Correction: icosahedral tensegrity structure not icosahedral

In my previous post  Building a tensegrity structure I implied that when the thread was pulled taut an icosahedron would form.  I didn't directly use the word "icosahedron" but I did claim that you needed to allow enough thread for a stick length to triangle edge ratio of $(1+\sqrt 5)/2$, which amounts to the same thing.

I have since been wondering how to prove this is the case, and I have discovered it is not in fact true, which is disappointing.

Let's model the energy as

$$
E = \sum_{(i,j) \in \text{triangle edges}} \frac{1}{2} \lvert\mathbf{x_i} - \mathbf{x_j}\rvert^2
$$

I.e. we imagine that the string is elastic and needs to be stretched to reach from vertex to vertex.

 

In the above diagram I've shown just the connections in which the left vertical stick is involved.  If we take partial derivatives relative to $x_1, y_1, z_1, x_2, y_2, z_2$ we get

$$
\begin{align}
\partial_{x_{1}}E &= 4 x_{1} - (x_{5} + x_{6} + x_{10} + x_{12}) \\
\partial_{x_{2}}E &= 4 x_{2} - (x_{7} + x_{8} + x_{10} + x_{12}) \\
\partial_{y_{1}}E &= 4 y_{1} - (y_{5} + y_{6} + y_{10} + y_{12}) \\
\partial_{y_{2}}E &= 4 y_{2} - (y_{7} + y_{8} + y_{10} + y_{12}) \\
\partial_{z_{1}}E &= 4 z_{1} - (z_{5} + z_{6} + z_{10} + z_{12}) \\
\partial_{z_{2}}E &= 4 z_{2} - (z_{7} + z_{8} + z_{10} + z_{12})
\end{align}
$$

Now, if Energy is stationary in the entire structure it must be the case that a translation of the entire stick by $\epsilon$ should not change the energy, to $\mathcal{O}(\epsilon)$.  Likewise, moving $\mathbf{x_1}$ or $\mathbf{x_2}$ by $\epsilon$ in the x-y plane should have zero effect, to order $\epsilon$.  But it works the other way round too: if we can show that these moves have zero effect on energy (to $\mathcal{O}(\epsilon)$) then energy is stationary (since every change to the $\mathbf{x_i}$, subject to the constraints that the rods are equal length and rigid, can be acheived via these moves).

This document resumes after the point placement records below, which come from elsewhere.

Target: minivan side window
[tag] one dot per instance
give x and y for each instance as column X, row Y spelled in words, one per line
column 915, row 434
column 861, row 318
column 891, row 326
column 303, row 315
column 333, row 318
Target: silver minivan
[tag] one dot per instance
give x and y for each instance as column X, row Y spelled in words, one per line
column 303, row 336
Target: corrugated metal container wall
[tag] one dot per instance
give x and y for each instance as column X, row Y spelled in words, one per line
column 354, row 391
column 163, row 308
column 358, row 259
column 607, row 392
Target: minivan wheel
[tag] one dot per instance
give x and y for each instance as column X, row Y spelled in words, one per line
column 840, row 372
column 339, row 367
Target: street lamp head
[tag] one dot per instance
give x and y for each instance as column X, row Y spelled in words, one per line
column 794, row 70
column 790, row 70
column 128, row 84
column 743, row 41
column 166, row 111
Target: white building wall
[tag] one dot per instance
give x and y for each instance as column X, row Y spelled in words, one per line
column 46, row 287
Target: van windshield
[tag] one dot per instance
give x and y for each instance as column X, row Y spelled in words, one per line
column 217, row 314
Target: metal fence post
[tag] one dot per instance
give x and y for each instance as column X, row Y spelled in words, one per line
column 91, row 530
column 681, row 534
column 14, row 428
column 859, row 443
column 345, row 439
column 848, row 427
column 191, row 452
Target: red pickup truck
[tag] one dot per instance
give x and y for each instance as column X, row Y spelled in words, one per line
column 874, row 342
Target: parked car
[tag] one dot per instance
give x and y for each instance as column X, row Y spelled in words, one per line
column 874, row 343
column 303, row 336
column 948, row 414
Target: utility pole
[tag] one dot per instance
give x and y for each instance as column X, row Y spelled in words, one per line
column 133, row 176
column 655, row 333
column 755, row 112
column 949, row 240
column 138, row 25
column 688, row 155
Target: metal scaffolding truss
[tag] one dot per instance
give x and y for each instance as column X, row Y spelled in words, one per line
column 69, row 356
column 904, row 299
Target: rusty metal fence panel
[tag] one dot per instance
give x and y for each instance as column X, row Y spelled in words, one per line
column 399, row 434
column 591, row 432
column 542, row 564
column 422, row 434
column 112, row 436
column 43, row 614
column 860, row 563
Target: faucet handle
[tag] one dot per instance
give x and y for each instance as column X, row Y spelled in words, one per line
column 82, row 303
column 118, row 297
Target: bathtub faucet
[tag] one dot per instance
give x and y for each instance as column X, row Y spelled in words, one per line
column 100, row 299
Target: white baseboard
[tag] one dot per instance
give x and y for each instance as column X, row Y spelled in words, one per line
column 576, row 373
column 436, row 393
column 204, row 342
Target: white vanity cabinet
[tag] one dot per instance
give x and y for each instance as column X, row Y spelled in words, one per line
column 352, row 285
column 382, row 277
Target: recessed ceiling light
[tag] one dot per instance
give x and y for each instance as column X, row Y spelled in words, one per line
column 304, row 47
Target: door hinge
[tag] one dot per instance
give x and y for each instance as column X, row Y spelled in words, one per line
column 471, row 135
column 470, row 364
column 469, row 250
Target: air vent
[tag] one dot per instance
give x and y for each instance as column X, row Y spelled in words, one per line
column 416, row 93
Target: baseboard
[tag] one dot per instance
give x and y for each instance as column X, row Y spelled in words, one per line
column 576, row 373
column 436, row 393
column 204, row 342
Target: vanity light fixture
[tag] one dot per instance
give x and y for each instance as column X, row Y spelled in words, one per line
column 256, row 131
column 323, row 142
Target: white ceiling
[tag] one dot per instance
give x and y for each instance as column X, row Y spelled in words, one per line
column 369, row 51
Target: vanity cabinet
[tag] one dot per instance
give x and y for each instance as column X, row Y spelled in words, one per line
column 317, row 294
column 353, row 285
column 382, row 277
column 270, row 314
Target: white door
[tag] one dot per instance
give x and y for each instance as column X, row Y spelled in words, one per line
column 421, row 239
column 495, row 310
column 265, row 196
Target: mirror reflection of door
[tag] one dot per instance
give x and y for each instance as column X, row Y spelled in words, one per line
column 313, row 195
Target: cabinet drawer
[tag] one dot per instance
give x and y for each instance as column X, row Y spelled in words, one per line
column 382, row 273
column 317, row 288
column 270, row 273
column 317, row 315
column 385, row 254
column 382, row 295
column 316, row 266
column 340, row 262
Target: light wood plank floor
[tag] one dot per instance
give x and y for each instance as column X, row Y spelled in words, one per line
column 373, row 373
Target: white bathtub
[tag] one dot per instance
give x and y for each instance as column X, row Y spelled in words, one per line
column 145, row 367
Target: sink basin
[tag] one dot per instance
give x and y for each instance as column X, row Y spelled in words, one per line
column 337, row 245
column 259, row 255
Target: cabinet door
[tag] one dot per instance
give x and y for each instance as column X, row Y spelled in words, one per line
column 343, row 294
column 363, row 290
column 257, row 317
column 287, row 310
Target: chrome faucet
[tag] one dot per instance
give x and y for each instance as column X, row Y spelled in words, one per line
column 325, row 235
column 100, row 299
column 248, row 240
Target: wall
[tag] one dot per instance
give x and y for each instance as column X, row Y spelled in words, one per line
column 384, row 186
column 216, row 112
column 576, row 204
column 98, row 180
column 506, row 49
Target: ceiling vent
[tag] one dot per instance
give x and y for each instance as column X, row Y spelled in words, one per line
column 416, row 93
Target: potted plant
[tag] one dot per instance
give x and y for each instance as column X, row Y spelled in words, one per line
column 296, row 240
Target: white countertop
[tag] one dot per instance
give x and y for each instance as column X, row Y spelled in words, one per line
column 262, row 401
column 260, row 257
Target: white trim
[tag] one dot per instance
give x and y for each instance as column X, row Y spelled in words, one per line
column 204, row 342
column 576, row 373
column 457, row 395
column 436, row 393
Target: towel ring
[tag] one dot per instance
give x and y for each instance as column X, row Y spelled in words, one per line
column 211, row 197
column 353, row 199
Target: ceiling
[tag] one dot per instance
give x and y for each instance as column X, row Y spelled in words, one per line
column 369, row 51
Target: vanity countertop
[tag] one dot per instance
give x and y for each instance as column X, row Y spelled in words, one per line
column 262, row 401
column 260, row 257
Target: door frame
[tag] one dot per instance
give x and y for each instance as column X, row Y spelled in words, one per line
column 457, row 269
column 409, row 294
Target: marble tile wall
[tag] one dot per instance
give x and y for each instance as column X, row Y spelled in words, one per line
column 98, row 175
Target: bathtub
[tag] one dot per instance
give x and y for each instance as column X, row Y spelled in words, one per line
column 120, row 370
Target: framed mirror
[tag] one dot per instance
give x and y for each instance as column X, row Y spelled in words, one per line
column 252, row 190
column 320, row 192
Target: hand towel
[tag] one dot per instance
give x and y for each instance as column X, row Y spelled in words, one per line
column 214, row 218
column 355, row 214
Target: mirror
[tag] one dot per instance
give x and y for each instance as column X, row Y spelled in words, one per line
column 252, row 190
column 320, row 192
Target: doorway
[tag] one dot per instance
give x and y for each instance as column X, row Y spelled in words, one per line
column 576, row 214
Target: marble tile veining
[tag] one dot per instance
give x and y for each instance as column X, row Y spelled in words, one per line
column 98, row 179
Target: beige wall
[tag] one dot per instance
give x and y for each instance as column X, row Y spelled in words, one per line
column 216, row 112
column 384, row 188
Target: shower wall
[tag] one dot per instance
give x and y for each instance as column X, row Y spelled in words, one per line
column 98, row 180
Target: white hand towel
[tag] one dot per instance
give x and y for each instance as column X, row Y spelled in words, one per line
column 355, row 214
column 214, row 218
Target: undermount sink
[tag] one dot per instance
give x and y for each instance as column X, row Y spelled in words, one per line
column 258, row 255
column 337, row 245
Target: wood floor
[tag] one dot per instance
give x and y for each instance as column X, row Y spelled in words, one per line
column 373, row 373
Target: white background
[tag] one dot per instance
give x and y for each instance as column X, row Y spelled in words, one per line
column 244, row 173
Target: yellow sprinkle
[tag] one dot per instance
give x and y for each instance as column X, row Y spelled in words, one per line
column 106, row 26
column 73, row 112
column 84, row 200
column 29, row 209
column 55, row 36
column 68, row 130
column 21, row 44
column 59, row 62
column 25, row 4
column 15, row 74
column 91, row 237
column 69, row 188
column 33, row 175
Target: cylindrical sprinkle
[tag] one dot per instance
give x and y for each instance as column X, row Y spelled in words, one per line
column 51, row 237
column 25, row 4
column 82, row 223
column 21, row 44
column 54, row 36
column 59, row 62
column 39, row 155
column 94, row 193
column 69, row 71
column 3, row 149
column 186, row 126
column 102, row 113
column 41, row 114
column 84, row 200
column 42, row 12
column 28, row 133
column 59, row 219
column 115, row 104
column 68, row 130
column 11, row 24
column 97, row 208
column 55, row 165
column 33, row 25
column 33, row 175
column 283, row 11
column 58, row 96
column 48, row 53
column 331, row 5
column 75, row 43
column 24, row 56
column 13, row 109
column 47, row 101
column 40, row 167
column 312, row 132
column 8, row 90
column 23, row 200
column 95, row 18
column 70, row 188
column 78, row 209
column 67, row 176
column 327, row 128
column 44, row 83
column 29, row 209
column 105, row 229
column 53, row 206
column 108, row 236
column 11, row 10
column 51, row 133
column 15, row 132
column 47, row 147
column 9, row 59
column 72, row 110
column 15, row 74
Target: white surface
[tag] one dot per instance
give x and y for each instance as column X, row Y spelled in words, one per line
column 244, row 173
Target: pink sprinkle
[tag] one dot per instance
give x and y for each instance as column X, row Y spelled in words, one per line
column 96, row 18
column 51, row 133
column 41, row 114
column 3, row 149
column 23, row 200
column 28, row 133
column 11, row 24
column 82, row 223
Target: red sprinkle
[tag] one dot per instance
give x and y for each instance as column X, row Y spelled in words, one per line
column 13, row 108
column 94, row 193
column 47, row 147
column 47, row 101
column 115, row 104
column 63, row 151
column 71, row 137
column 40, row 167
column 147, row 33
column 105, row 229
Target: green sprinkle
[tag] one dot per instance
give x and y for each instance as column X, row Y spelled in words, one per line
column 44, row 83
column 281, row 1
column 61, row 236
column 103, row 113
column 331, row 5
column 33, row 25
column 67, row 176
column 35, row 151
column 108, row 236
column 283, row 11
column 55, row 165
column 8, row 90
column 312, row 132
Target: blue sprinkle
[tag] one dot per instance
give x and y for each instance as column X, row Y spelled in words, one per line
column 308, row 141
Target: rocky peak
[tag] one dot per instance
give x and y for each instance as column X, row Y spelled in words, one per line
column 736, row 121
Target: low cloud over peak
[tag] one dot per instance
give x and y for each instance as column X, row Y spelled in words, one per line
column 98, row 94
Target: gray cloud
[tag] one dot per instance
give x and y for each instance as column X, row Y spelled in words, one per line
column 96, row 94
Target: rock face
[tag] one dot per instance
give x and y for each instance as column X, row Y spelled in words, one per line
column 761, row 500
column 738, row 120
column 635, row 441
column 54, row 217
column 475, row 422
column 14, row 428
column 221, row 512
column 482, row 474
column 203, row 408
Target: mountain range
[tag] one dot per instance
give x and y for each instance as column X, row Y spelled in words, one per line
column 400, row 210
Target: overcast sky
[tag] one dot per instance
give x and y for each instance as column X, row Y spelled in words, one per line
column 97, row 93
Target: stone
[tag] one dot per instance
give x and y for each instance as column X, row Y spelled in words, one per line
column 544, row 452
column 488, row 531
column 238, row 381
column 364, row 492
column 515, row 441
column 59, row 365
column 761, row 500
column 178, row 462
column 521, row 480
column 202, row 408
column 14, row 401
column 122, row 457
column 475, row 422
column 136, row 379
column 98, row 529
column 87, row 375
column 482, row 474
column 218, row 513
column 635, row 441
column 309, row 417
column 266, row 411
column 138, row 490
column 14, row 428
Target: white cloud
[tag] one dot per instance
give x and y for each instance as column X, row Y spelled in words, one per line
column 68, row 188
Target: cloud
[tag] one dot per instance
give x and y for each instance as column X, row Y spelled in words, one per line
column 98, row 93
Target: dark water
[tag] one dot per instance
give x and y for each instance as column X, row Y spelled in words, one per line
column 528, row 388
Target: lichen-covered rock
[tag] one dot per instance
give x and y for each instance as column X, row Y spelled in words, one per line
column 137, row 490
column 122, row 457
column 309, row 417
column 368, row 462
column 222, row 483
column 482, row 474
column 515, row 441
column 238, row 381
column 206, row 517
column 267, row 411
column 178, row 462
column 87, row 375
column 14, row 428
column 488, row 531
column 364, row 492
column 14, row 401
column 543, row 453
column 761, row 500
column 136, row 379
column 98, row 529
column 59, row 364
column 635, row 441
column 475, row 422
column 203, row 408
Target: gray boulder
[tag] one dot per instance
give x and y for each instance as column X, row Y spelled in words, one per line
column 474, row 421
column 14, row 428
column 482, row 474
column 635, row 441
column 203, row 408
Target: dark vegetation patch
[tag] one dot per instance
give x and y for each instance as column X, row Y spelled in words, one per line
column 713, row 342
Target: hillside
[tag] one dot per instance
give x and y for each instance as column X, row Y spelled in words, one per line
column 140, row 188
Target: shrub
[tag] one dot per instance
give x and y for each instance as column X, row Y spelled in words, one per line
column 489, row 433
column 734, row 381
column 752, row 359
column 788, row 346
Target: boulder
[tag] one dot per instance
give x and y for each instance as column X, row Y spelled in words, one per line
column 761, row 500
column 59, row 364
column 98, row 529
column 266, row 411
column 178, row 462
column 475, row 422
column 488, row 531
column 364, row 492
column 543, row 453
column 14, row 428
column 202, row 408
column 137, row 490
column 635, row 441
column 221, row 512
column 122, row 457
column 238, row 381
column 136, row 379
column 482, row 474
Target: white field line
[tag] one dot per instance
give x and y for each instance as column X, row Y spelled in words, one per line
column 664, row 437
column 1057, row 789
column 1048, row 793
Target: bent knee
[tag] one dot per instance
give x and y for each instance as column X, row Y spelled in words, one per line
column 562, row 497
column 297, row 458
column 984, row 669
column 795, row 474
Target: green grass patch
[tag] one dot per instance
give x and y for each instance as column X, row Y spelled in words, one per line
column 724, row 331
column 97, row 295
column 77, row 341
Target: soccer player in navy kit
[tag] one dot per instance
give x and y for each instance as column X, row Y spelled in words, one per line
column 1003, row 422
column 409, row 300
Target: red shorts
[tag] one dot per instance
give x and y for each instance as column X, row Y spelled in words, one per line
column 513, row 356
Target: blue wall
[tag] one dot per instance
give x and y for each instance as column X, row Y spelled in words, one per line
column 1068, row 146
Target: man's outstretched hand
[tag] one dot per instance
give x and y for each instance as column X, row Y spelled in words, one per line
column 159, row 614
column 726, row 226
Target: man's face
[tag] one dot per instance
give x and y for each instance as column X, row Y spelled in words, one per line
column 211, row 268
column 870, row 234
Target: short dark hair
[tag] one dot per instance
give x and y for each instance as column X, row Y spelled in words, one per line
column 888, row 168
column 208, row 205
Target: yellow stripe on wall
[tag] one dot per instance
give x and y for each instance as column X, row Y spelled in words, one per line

This leaves us just having to find any $\mathbf{x_i}$ satisfying 

$$
\begin{align}
\partial_{x_{1}}E + \partial_{x_{2}}E &= 0 \\
\partial_{y_{1}}E + \partial_{y_{2}}E &= 0 \\
\partial_{z_{1}}E + \partial_{z_{2}}E &= 0 \\
\partial_{x_{1}}E & = 0 \\
\partial_{y_{1}}E & = 0 \\
\partial_{x_{2}}E & = 0 \\
\partial_{y_{2}}E & = 0 \\
\end{align}
$$

This is a 7x24 matrix equation which will have a lot of solutions as it is degenerate.  But we only need to find one.  And we can cheat by just inserting a guess (this is where maths lecturers would say "by inspection")

$$
\begin{align}
\mathbf{x_{1}} &= (1,0,-2) \\
\mathbf{x_{2}} &= (1,0,2) \\
\mathbf{x_{5}} &= (0,2,-1) \\
\mathbf{x_{6}} &= (0,-2,-1) \\
\mathbf{x_{7}} &= (0,2,1) \\
\mathbf{x_{8}} &= (0,-2,1) \\
\mathbf{x_{10}} &= (2,1,0) \\
\mathbf{x_{12}} &= (2,-1,0)
\end{align}
$$

This is a solution where all the rods are 4 units in length and the parallel pairs are two units apart.  Applying Pythagoras then gives us a triangle side of $\sqrt 6$.  This gives us a ratio of rod length to triangle side of around 1.633, which is a bit over the golden ratio of 1.618 - the shape you'd get if the structure was icosahedral.  This explains why my original construction had a bit more give in it than I'd hoped for after measuring out the string so carefully.